Re: Final Bore is under spec
That's why I suggested a lap. You would be better able to control the final size.Harold_V wrote:It should be noted that the first thou, often more, goes away almost instantly in a bored hole when honed. That's one of the reasons why it's a good idea to avoid a spring loaded cylinder hone, as it isn't selective, and has no ability to correct an erroneous bore, very unlike a rigid hone.
I've been surprised at how much just abrasive paper will remove on a bore, as all it is doing is removing the high spots.
Steve
Re: Final Bore is under spec
What ever You do try about 3 revolutions first and check. 2 tenths can disappear quickly.
Re: Final Bore is under spec
I agree, but most folks don't have a lap, and the fix provided will happen much faster than making one. It also goes a long ways towards helping one understand the procedure required to successfully work to close tolerance with reliability.SteveM wrote:That's why I suggested a lap. You would be better able to control the final size.
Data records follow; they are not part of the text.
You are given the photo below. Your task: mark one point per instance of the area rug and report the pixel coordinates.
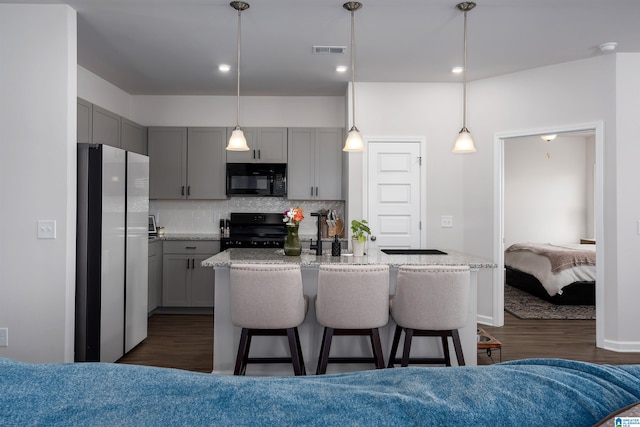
(526, 306)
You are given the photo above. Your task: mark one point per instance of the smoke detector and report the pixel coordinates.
(608, 47)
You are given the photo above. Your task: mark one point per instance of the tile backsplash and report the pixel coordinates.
(203, 216)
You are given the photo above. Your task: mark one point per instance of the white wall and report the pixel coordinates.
(37, 179)
(545, 190)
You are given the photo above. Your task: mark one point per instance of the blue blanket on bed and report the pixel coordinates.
(536, 392)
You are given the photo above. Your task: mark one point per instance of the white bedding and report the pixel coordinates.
(539, 266)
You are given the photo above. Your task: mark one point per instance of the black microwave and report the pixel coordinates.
(257, 179)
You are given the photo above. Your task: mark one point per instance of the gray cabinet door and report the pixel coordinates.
(85, 119)
(266, 145)
(106, 127)
(328, 171)
(314, 169)
(133, 137)
(176, 277)
(206, 163)
(167, 149)
(301, 165)
(155, 275)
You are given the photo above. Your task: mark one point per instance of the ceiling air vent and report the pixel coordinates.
(329, 50)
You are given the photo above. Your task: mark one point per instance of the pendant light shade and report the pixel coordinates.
(354, 139)
(237, 141)
(464, 142)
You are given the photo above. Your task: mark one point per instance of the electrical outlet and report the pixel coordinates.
(446, 221)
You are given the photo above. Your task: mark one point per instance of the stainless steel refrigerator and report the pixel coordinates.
(111, 252)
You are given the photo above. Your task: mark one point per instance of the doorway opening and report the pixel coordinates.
(591, 221)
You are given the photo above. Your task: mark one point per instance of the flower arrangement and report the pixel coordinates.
(293, 216)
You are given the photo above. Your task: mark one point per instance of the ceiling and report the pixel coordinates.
(175, 46)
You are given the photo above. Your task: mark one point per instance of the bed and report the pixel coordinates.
(560, 274)
(535, 392)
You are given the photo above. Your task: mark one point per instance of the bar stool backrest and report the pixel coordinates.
(266, 296)
(431, 297)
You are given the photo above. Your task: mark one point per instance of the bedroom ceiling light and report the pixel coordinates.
(464, 143)
(354, 139)
(238, 142)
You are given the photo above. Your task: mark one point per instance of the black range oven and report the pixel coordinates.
(255, 230)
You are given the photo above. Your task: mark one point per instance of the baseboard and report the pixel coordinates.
(622, 346)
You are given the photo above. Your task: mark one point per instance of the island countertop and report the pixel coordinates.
(308, 258)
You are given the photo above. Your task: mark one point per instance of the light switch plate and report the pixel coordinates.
(446, 221)
(46, 229)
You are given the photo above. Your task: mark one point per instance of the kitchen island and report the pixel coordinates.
(227, 336)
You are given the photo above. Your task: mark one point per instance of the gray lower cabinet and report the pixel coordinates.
(266, 145)
(185, 283)
(155, 275)
(187, 163)
(314, 170)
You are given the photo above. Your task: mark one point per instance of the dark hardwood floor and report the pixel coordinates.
(186, 342)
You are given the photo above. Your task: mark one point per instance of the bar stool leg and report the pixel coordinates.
(376, 346)
(394, 346)
(324, 351)
(293, 348)
(243, 351)
(445, 348)
(458, 347)
(408, 335)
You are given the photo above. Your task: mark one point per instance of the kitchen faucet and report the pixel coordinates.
(318, 245)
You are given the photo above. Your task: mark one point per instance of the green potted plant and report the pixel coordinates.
(360, 231)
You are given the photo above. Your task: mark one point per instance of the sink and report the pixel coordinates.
(413, 252)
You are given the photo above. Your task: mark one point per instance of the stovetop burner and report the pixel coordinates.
(255, 230)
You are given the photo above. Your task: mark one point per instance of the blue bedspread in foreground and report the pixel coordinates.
(536, 392)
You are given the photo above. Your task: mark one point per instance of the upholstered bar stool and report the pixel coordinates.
(267, 300)
(352, 300)
(430, 301)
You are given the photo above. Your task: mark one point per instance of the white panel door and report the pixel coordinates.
(394, 181)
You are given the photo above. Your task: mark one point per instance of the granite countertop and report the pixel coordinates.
(194, 236)
(309, 259)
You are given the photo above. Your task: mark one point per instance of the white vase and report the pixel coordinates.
(357, 247)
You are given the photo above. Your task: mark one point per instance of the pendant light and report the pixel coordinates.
(354, 139)
(464, 143)
(238, 142)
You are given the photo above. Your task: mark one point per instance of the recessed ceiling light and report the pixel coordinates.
(609, 46)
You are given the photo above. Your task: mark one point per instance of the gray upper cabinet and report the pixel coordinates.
(206, 163)
(133, 137)
(106, 127)
(84, 123)
(266, 145)
(314, 169)
(186, 163)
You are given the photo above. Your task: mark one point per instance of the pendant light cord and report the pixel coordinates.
(353, 72)
(238, 71)
(464, 76)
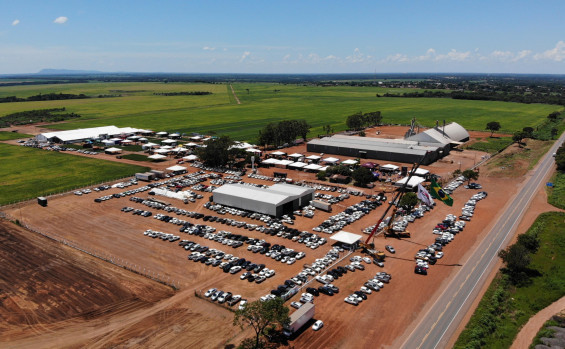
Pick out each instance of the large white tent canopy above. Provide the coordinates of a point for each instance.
(346, 237)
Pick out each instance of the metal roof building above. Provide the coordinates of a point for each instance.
(397, 150)
(81, 134)
(276, 200)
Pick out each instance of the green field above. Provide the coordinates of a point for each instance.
(138, 107)
(504, 308)
(6, 136)
(44, 172)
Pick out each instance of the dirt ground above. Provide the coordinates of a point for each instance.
(186, 321)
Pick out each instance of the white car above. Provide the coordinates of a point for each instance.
(317, 325)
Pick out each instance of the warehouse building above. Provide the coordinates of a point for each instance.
(276, 200)
(396, 150)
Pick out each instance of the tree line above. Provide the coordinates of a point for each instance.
(189, 93)
(361, 120)
(43, 97)
(33, 116)
(485, 96)
(286, 131)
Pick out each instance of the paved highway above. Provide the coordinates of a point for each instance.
(446, 314)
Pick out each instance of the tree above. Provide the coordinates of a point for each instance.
(355, 121)
(260, 315)
(362, 176)
(409, 201)
(528, 132)
(518, 136)
(493, 126)
(470, 175)
(217, 152)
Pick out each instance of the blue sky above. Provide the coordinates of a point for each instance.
(284, 37)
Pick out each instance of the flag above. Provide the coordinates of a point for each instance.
(438, 193)
(424, 196)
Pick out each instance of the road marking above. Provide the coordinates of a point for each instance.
(526, 193)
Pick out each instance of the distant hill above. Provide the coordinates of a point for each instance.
(67, 72)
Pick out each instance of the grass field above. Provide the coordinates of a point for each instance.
(504, 309)
(6, 136)
(44, 172)
(263, 103)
What's really important in this issue is gaining that understanding. If one hopes to achieve reliable results, a different approach is required. Precision takes more time, and is often a difficult process for those who don't understand the approach to success. The smallest variable can be the cause of failure, and it often isn't obvious to the operator. Uniform cuts, modest feeds and temperature control are all very much a part of the degree of success one can hope to achieve.
Precise measurements are also mandatory. One hits size by chance if the exact measurement isn't known. That's why I asked how the dial bore was set. It may provide repeatable readings, but they may or may not be the actual size if not set by a ring. I've been embarrassed by that issue more than once in my life.
H
Wise people talk because they have something to say. Fools talk because they have to say something.